Бриллиант в мешке - Юлия Винер 15 стр.


А по больницам сколько их! Половина врачей только тем и заняты, что пожилые полутрупы оживляют, сколько трудов, расходов, а кому это надо?

Ясное дело, я и сам в эту категорию попаду, если доживу, и такой же буду, и так же уважения ни за что буду ждать, и жить-жить захочу. Но пока не попал, хоть посмеюсь.

33

Вот и со мной в палате один "пожилой" дедок лежал. Лет, наверно, семьдесят, но только не из слабых и добрых. С ним мне как раз не до смеху пришлось.

Я хотя и сплю наркотическим сном, но иногда выплываю отчасти, а ни пошевелиться, ни сказать ничего не могу. В какой-то момент слышу, Татьяна стоит между кроватями и разговаривает с дедом, мне, говорит, пора на дежурство, вот я ему, мне то есть, записку тут на тумбочке оставила.

А рамку нашла? – спрашиваю, но она меня не слышит. Напрягаюсь и спрашиваю опять, а она говорит деду: я попозже забегу, пусть, мол, спит, сон ему теперь лучшее лекарство, ногу мне поправила и ушла. Хотел крикнуть ей вслед, но тут же провалился обратно.

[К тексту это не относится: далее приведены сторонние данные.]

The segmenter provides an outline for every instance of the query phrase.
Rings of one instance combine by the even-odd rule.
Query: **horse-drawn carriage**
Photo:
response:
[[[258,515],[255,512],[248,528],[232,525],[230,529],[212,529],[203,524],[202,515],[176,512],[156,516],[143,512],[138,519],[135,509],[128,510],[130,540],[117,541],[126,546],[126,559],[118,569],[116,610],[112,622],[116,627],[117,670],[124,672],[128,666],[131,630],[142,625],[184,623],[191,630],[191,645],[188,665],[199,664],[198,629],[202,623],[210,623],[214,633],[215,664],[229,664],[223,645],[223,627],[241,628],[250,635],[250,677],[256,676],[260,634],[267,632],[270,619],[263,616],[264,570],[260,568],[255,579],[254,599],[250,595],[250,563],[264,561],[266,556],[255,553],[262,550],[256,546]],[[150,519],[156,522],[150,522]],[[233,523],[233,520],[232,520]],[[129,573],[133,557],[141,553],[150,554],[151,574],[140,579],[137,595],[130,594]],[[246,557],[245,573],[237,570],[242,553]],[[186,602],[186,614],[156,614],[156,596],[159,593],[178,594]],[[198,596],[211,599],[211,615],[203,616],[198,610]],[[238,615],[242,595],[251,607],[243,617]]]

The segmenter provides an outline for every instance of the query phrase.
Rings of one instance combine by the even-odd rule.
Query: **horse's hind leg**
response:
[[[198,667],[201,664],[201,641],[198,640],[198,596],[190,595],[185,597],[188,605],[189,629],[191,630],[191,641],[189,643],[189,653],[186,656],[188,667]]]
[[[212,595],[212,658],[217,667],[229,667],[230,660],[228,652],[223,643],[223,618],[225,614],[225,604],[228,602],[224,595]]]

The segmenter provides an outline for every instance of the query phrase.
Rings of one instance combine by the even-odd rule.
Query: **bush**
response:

А проснулся от боли. Головой слегка поворочал, сообразил, где и почему нахожусь. Вечер уже, электричество горит, а мне тем временем капельницу отключили, экономят лекарство. Боль не так чтоб терпеть нельзя, но надоело уже. Я человек предусмотрительный, когда мы с Ириской в "эмарай" ехали, я у нее выпросил таблеточку, отличное такое лекарство, называется перкосет, не хуже морфия. Должна у меня под подушкой в бумажке лежать, начинаю шарить, но трудно, не поворачиваясь.

И тут дедуля вступает.

– Что, – говорит, – прочухался? А жена твоя приходила и опять ушла.

Я сразу вспомнил про записку, стал руку к тумбочке тянуть. И не дотянусь никак, а подвинуться поближе не могу, нога лежит тумба тумбой и мозжит как неоперированная.

– Слушай, сосед, – говорю, – подай вон там записку, будь другом.

– А ты, – говорит, – позови сестру, позвони, вон у тебя справа на одеяле звонок.

Нащупал звонок, позвонил, заодно, думаю, и таблетку попрошу, а свою приберегу.

Никто не идет.

А мне не терпится записку прочесть, и боль возрастает.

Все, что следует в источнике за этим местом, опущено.